See my post above regarding an example flight. I found it on the VA website and then also confirmed on


For all the Flying Blue talk I find VS cheaper 9 out of 10 times for the same flights, especially non-peak. The website is a memory mess though and even though it’s Delta’s design they have little IT keeping it working. It times out requiring all cookies be deleted every 3 or 4 screens. Torture. Branson needs to know.

I wish there were a comparison of VS vs FlyingBlue (and maybe vs Delta which is now posting some FB rewards at FB rates in it’s results). VS and FB are people’s choices for bonus transfers if they’re Euro-centric.


The reason this works is because you don’t have to fly the second leg if Paris or Amsterdam is indeed your final destination. It would not work if you did not fly the first leg – then the second leg would be canceled.


In your examples, is it possible to do stopovers in Paris or Amsterdam or is it just layovers?

Thanks for the insight!


No you can do multi day layovers if you use AF miles.

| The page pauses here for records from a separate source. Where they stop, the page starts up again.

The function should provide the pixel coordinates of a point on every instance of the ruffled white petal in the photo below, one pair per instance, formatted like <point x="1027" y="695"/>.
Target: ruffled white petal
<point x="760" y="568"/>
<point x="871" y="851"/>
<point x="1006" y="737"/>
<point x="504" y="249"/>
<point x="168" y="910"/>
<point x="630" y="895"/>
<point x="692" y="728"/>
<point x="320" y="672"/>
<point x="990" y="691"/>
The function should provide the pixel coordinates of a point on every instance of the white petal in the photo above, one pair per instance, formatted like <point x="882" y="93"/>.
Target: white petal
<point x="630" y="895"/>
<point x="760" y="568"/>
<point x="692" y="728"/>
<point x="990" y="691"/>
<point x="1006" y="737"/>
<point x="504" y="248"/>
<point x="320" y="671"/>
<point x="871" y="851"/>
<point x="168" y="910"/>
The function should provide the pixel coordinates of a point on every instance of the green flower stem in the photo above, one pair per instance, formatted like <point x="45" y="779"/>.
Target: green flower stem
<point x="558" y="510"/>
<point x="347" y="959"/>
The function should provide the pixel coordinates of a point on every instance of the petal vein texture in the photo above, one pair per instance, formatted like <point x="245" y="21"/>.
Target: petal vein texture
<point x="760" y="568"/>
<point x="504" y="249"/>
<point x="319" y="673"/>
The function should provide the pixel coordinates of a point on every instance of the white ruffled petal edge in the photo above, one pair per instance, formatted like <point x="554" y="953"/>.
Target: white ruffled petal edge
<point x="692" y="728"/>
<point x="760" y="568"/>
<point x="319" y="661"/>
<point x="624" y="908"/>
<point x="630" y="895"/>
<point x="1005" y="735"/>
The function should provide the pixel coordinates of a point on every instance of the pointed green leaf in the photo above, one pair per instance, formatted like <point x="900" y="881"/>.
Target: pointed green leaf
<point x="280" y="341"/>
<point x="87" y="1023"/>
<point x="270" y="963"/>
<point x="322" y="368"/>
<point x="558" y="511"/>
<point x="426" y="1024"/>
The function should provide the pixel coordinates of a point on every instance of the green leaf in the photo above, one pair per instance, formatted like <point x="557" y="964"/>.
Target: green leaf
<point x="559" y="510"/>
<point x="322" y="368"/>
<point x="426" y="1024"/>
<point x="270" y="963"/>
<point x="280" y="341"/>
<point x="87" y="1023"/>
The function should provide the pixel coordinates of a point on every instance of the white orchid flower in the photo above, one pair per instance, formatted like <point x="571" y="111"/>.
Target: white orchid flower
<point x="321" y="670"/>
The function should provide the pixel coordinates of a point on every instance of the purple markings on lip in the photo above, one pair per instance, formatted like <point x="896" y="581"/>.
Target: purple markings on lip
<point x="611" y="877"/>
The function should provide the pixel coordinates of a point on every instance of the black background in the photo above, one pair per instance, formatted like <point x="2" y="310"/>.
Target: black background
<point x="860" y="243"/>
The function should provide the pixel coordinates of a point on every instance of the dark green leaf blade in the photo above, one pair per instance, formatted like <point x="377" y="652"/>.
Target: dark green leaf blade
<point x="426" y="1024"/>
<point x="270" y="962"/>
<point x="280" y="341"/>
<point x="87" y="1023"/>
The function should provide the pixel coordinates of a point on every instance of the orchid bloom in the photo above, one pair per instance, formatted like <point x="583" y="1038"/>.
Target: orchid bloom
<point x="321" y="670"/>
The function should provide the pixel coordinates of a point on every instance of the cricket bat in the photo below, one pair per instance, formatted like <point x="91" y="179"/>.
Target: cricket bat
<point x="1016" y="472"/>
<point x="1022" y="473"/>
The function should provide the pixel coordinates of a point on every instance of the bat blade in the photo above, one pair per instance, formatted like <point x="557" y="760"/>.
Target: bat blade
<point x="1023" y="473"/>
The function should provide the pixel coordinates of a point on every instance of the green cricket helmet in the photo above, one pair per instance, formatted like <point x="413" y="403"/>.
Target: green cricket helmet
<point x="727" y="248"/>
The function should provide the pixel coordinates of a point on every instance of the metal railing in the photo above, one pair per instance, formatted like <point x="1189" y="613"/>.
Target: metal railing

I realize this thread is old now and not sure if anyone would see it at this point but I wanted to add some data points about some obscure sweet spots. For a while (even before the pandemic) Virgin Atlantic has been pricing economy tickets on AirFrnace/KLM from Porto to Minneapolis at 15K points. I was never able to book them though – it would error out online, sometimes even after creating a booking locator. When I called, CSR could not see any availability and nothing for the locator. However, last week I booked LIS – MSP for 15K economy and it ticketed. So it does work, at least occasionally.


I’m trying to book a KLM flight, using Virgin points, from the US to Europe and running into the same #100503A error message after entering passenger details and credit card info. I messaged with someone on Twitter and was told that the flight isn’t available and it must be an issue with KLM availability not updating yet. I would have just taken their word for it, had I not read this article days ago. I also double checked to see if flights were available on other KLM partners and they are so I really don’t think that’s the problem.

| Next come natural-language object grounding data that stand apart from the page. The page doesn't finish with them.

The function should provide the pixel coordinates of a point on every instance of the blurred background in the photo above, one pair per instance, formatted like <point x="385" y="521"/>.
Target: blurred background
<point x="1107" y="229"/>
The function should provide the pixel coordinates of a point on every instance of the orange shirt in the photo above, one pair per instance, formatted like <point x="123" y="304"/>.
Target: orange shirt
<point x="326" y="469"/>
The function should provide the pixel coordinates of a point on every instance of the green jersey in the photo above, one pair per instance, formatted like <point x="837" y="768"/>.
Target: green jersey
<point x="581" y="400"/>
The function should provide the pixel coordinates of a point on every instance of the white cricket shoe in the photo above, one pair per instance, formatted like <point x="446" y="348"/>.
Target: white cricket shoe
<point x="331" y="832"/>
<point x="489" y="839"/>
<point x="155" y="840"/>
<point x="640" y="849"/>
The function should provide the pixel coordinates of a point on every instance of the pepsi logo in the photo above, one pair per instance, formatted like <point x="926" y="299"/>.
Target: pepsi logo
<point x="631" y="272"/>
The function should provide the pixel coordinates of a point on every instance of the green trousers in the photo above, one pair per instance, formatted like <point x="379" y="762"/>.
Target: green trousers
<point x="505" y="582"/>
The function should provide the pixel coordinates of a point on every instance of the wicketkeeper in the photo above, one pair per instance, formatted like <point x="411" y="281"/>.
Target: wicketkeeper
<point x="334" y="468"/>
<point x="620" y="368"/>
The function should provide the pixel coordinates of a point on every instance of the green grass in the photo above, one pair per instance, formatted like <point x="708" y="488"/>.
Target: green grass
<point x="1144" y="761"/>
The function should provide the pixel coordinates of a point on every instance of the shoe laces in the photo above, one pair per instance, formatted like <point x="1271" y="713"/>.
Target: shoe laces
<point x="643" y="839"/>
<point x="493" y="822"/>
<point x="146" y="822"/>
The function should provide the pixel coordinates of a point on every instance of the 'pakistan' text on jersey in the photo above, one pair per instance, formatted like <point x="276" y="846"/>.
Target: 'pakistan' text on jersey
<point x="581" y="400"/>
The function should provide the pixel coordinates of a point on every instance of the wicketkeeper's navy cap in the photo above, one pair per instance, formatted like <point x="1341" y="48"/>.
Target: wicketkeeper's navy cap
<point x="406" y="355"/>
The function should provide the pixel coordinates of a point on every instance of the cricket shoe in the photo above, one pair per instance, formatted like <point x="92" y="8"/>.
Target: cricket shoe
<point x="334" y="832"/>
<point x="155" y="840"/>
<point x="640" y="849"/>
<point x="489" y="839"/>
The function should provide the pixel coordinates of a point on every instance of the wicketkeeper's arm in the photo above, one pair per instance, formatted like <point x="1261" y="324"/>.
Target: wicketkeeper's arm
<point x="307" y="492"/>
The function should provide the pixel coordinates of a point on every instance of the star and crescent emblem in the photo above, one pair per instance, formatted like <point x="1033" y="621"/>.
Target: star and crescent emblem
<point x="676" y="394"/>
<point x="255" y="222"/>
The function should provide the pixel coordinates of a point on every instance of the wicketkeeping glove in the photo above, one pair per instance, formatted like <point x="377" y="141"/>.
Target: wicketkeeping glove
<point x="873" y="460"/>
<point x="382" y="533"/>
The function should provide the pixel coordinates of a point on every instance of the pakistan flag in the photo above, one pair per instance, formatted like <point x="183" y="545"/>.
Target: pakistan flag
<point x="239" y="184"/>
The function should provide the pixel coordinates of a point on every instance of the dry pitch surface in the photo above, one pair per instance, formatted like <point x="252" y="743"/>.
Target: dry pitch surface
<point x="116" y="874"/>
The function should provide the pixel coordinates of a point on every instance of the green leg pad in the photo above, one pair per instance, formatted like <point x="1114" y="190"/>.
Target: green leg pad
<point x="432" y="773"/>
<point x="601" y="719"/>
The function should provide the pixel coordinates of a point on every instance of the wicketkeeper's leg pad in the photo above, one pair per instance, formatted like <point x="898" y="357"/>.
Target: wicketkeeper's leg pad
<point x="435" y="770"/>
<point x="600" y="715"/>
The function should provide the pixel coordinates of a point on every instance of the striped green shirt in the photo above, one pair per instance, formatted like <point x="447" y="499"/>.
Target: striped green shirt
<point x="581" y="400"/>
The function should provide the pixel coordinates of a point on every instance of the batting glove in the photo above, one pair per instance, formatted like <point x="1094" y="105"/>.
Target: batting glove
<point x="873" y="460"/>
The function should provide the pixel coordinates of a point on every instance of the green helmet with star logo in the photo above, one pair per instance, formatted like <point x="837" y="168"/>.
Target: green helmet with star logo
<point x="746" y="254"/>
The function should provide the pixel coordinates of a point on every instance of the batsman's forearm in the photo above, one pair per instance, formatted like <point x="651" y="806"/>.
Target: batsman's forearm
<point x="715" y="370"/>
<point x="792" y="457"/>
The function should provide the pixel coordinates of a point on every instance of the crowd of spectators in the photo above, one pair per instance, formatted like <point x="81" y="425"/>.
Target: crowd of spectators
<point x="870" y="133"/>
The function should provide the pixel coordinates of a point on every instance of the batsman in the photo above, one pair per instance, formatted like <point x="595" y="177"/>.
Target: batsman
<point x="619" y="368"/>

Anyone else run into this or have additional advice for getting flights ticketed?

Retired Gambler

Guess I’m not as cheap as I used to be but my time is worth more than that. I just booked Rome to Frankfurt (flights back from Rome to US on AA were 110,000 in business for my wife and myself and only 68,500 from Frankfurt so save 83,000 miles doing this). Ended up just paying for ITA business class that met our time for $615 total. Frankly I have no problem paying that and was worth it to avoid the frustration it can be to book awards like in this article. Also only wanted non-stop so ITA and Lufthansa were only options. About the same price but I booked ITA since we both have a lot of Delta miles and they are a Sky Team member so I can add our Delta FF numbers.


success! Booking over phone. Didn’t take long for it to be picked up.Rep had to go away for some minutes to get it right, but didn’t take long. On hold less than 15-20 minutes? and the actual conversation – 10? Call timer shows 26 minutes total.

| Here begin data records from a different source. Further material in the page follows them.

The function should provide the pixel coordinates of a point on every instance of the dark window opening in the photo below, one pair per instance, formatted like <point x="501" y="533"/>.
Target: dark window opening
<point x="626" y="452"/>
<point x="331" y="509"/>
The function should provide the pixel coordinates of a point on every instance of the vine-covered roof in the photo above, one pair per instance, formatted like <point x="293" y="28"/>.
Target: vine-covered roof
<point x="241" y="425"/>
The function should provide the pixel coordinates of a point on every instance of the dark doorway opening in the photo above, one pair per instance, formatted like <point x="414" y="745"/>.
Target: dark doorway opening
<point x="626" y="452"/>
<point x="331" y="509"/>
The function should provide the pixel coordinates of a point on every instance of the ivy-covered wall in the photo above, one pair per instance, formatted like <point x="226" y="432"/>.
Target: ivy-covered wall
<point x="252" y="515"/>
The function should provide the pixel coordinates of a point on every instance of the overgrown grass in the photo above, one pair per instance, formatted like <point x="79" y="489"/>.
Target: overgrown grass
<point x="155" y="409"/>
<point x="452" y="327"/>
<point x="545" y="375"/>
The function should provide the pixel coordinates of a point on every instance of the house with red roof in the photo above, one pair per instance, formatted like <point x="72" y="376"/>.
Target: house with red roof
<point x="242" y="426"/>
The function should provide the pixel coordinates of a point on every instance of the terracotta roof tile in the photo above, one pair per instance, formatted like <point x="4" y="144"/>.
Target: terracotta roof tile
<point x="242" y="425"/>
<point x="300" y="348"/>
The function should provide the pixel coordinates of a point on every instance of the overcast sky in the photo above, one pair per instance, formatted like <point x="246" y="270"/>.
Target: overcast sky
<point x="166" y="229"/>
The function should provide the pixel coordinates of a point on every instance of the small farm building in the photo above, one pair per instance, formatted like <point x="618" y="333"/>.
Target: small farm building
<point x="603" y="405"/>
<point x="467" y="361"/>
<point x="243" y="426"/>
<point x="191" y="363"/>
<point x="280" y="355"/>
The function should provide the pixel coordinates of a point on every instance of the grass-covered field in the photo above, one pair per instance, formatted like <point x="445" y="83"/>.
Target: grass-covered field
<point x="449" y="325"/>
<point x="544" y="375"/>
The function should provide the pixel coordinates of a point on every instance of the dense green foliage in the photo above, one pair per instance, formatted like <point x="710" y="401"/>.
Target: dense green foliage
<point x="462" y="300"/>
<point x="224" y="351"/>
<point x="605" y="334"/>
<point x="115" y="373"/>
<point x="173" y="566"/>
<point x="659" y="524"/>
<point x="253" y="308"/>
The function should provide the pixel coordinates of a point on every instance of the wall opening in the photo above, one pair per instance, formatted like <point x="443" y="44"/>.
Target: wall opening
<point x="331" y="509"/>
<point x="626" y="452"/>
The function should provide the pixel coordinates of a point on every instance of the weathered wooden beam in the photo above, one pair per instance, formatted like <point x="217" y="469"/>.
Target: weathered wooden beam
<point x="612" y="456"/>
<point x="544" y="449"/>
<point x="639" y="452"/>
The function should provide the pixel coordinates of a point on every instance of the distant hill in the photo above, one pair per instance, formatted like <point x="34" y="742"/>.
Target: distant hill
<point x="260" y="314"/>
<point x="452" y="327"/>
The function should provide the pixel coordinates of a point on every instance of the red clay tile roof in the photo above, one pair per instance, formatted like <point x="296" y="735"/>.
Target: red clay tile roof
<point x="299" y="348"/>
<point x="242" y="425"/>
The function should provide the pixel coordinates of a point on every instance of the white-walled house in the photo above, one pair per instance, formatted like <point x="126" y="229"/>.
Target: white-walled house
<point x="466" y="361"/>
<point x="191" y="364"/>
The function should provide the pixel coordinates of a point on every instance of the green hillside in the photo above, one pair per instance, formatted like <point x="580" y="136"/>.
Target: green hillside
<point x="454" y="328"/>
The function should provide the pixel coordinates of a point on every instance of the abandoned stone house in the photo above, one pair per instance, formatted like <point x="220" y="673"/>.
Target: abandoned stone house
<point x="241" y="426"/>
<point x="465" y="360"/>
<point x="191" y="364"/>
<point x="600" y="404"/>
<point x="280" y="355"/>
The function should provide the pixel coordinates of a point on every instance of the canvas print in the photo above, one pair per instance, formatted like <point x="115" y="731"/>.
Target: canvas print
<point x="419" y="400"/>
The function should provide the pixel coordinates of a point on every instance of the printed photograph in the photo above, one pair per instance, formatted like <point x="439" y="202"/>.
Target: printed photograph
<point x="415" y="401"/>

I enjoyed the call rep so much, makes me want to get more Virgin points and fly Virgin Atlantic someday. British cheekiness.


just tried to make my intra-europe booking. Got same dreaded error code as noted. I’ve sent a msg on twitter.

Ishan Vasandani

Does anybody know if you book a KLM flight via VS miles in economy if it books in the light fare class or standard? The reason that I am asking is because standard includes a checked bag while light does not.